<< to gekk
SIP Ping

Purpose

SIP Ping is a tool for monitoring a SIP gateway (PBX, SBC, phone) for deep dive diagnostics. Most tools for VoIP monitoring are based on meeting SLA figures and providing general "network availability" statistics. SIP Ping is for granular troubleshooting.

Say you work in the NOC of a cloud-hosted VoIP provider. A high-profile customer states that every day their entire VoIP network goes down for ten to fifteen minutes.

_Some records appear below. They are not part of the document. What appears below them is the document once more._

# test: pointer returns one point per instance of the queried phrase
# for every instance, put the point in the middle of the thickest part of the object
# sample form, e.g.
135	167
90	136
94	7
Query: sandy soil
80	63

The packet captures from your session border controller confirm the gaps in registration, but ping tests show no loss throughout the day.

You could be looking at an overloaded or flaky SIP gateway at the customer site, a problem with a network element in your core network or trouble with a firewall at the customer site, among other things.

A key diagnostic datum is whether SIP traffic is able to transit to and from the customers site. ICMP is not SIP - you need to send real SIP packets, from different locations, and see if data can get through even when registration is failing. SIP Ping does that.

Disclaimers & Caveats

I'm not a professional software developer. I created this tool to assist in my job as a VoIP tech, and as far as I can tell it works for me. I cannot make any assurances about the accuracy and reliability of this tool.

If you need a serious, enterprise-grade tool, you're free to download and modify SIP Ping.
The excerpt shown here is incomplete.